Annamarie Hudgins shuddered as she downed the sticky stuff, then lit a cigarette. As the lighter flared the robot turned his head to precisely the angle required to center and focus its eyes on the flame, then eye-fronted again.
"Attracted by light and motion," Stanton advised scientifically. "Stop trembling, Josey, there's worse to come. Say, is this the station?"
"It is," said Annamarie. "Now watch. These robots function smoothly and fast – don't miss anything." •
The metal monster, with a minimum of waste motion, was doing just that. It had clumped over to the door; its monstrous appendages were fighting the relays that were to drive the door open, and the robot was winning. The robots were built to win – powerful, even by Earthly standards.
Stanton rubbed his hands briskly and tackled the robot, shoving hard. The girl laughed sharply. He turned, his face showing injury. "Suppose you help," he suggested with some anger. "I can't move this by myself."
"All right – heave!" gasped the girl, complying.
"Ho!" added Josey unexpectedly, adding his weight.
"No use," said Stanton. "No use at all. We couldn't move this thing in seven million years." He wiped his brow. The train started, then picked up speed. All three were thrown back as the robot carelessly nudged them out of its way as it returned to its seat.
"I think," said Josey abruptly, "we'd better go back by the return car and see about the other side of the station."
"No use," said the girl. "There's a robot on the return, too."
"Then let's walk back," urged Josey. By which time the car had stopped at the next station. "Come on," said Josey, stepping through the door with a suspicious glance at the robot.
"No harm in trying," mused Stanton as he followed with the girl. "Can't be more than twenty miles." •
"And that's easier than twenty Earth miles," cried Annamarie. "Let's go."
"I don't know what good it will do though," remarked Stanton, ever the pessimist. 'these Martians were thorough. There's probably a robot at every entrance to the station, blocking the way. If they haven't sealed up the entrances entirely."
There was no robot at the station, they discovered several hours and about eight miles later. But the entrance to the station that was so thoroughly and mysteriously guarded was – no more. Each entrance was sealed; only the glowing teardrop pointers remained to show where the entrance had been.
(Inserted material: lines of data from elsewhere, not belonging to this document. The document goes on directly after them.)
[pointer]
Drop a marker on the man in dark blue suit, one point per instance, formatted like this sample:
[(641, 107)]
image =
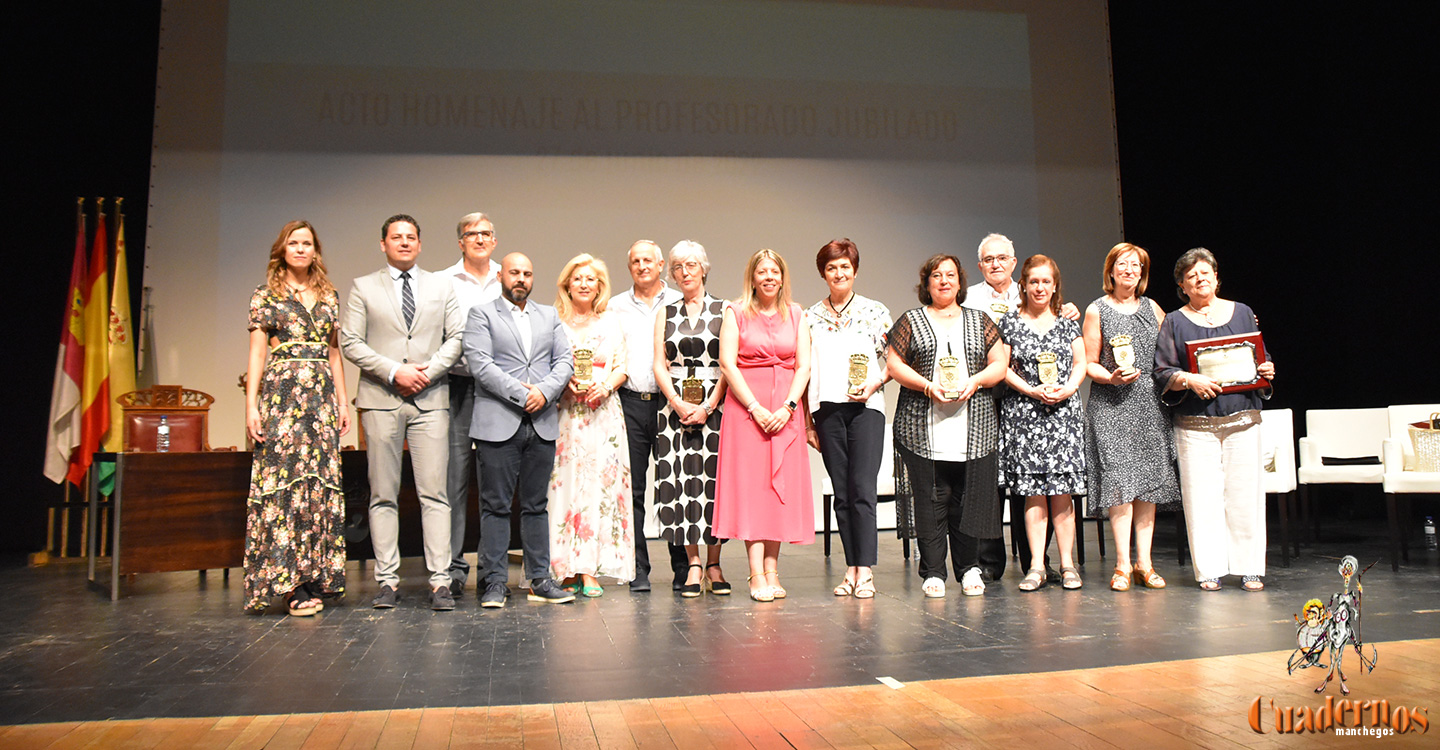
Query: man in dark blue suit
[(520, 359)]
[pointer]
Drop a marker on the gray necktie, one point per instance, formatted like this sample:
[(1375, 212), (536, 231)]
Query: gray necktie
[(406, 298)]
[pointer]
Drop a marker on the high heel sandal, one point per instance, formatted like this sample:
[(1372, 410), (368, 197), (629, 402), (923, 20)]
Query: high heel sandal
[(776, 588), (719, 588), (763, 593), (691, 590), (1148, 577)]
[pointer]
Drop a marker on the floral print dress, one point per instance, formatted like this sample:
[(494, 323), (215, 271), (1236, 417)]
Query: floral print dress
[(294, 517), (1041, 446), (591, 516)]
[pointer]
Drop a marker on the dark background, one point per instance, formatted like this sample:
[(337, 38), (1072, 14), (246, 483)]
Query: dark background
[(1286, 137)]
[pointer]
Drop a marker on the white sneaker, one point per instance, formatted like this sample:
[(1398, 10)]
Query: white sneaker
[(972, 585)]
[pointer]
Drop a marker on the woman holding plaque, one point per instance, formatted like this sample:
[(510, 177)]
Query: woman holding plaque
[(1043, 438), (591, 530), (946, 434), (687, 370), (295, 412), (848, 406), (1129, 449), (763, 488), (1217, 429)]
"Well, what do we do now?" groaned Josey, rubbing an aching thigh.
Stanton did not answer directly. "Will you look at that," he marvelled, indicating, the surrounding terrain. The paved ground beneath them was seamed with cracks. The infinitely tough construction concrete of the Martians was billowed and rippled, stuck through with jagged ends of metal reinforcing I-beams. The whole scene gave the appearance of total devastation – as though a natural catastrophe had come along and wrecked the city first; then the survivors of the disaster, petulantly, had turned their most potent forces on what was left in sheer disheartenment.
"Must have been bombs," suggested the girl.
"Must have been," agreed the archaeologist. "Bombs and guns and force beams and Earth – Marsquakes, too."
"You didn't answer his question, Ray," reminded Annamarie. "He said: "What do we do now?" "
"I was just thinking about it," he said, eyeing one of the monolithic buildings speculatively. "Is your Martian as good as mine? See if you can make out what that says."
"That" was a code-symbol over the sole door to the huge edifice. "I give up," said Annamarie with irritation. "What does it say?"
"Powerhouse, I think."
"Powerhouse? Powerhouse for what? All the energy for lighting and heating the city comes from the sun, through the mirrors up on the surface. The only thing they need power for down here – the only thing – Say!"
"That's right," grinned Stanton. "It must be for the Mars-Tube. Do you suppose we could find a way of getting from that building into the station?"
"There's only one way to find out," Annamarie parroted, looking for Josey for confirmation. But Josey was no longer around. He was at the door to the building, shoving it open. The others hastened after him.
III Pursuit
"Don't wiggle, Annamarie," whispered Josey plaintively. "You'll fall on me.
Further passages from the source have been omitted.